Por Larissa Mazaloti

 

A gastronomia tradicional da região sudoeste, no Paraná, valoriza produtos naturais e derivados. O crescimento das atividades de vitivinicultura em Francisco Beltrão garante o bom vinho, o suco de uva, a geléia e a própria fruta in natura.

 

Há dez anos o município de um programa que garante aos produtores rurais a assistência técnica necessária para uma colheita satisfatória em quantidade e qualidade. A colheita da safra 2010/2011 em Beltrão começou ainda no mês de dezembro, com previsão de finalizar até o dia 15 de janeiro. A data acabou sendo alterada por conta das chuvas freqüentes que atrasam um pouco o amadurecimento da uva. A informação é do engenheiro agrônomo da secretaria municipal de Agricultura, Névio Mazzocchinn que prevê cerca de mil toneladas de uvas colhidas até o fim de janeiro.

 

De acordo com Mazzochinn a colheita inclui, desde as uvas que vão para a industrialização até os parreirais de fundo de quintal. O levantamento é feito junto ao IBGE (Instituto Brasileiro de Geografia e Estatística).

 

Entre as prioridades da secretaria de Agricultura é a qualificação dos produtores. A criação de uma associação e de uma cooperativa possibilita a regulamentação para o comércio e aumenta a participação do vitivinicultores em cursos e eventos da área.

 

Mercado

 

Apesar da avaliação positiva da colheita em Francisco Beltrão, a demanda é significativa e ainda não é possível dispensar a produção de fora. A uva de mesa produzida ainda não é suficiente e para abastecer os mercados da cidade o ano todo, Marialva “a capital da uva fina do Paraná” é um dos grandes fornecedores. No entanto, a produção de fora só chega quando termina a local.

 

O engenheiro agrônomo alerta que o ritmo do avanço na produção deve estar alinhado com as condições de quem produz e da propriedade. “O mercado da uva é bom, saudável e dá dinheiro”, garante Mazzochinn. Segundo ele, no Rio Grande do Sul, a uva americana chegao ao consumidor no valor de R$ 0,52 e a bordô, a R$ 0,90. Em Francisco Beltrão a uva Niágara não baixa de R$ 1,20 e a bordô fica na casa dos R$ 1,10. Este preço não baixa há três anos.

 

Assistência Técnica

 

Qualquer produtor que pretende plantar ou já planta uva como diversificação e aumento da renda familiar pode procurar a secretaria municipal de Agricultura.
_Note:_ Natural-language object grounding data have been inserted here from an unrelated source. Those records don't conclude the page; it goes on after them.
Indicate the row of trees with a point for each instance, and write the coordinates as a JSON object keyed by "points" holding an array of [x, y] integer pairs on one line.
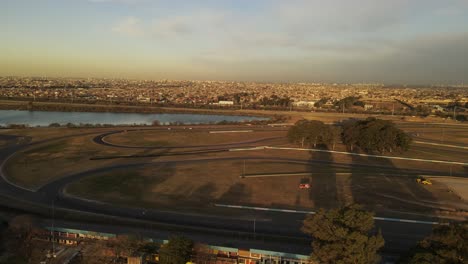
{"points": [[375, 135], [347, 235], [314, 133], [370, 135]]}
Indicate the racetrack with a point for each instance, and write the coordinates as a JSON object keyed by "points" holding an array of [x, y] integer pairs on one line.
{"points": [[399, 236]]}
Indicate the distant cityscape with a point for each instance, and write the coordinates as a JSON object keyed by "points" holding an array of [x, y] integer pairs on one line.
{"points": [[378, 98]]}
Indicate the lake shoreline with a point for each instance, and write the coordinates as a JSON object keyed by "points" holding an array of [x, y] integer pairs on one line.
{"points": [[99, 108]]}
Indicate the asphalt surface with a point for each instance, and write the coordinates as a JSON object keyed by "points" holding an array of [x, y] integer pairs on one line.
{"points": [[399, 237]]}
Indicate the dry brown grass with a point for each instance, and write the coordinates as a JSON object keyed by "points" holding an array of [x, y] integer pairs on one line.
{"points": [[187, 138], [197, 186]]}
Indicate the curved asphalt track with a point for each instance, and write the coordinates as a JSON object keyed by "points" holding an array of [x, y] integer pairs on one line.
{"points": [[399, 236]]}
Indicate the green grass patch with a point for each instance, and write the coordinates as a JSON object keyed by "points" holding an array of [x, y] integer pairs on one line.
{"points": [[130, 184], [48, 148]]}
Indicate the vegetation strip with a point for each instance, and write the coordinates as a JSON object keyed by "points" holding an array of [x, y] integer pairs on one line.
{"points": [[312, 212]]}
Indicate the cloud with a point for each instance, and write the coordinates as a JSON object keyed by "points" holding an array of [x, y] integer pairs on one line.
{"points": [[340, 15], [117, 1], [199, 22], [130, 26]]}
Será realizada uma visita, uma avaliação do local e um estudo da mão de obra necessária.

 

O engenheiro agrônomo da prefeitura ressalta que a vitivinicultura só pode dar certo se todas as condições forem favoráveis e o produtor, seguro do que está fazendo. O custo, quando o programa começou há dez anos, era de R$ 10 mil o hectare e atualmente, R$ 50 mil e só a partir do terceiro ano é que se produz.
Ainda estão no planejamento da secretaria de Agricultura de Francisco Beltrão, programas de incentivo ao plantio de pêssego, laranja, ameixa e figo.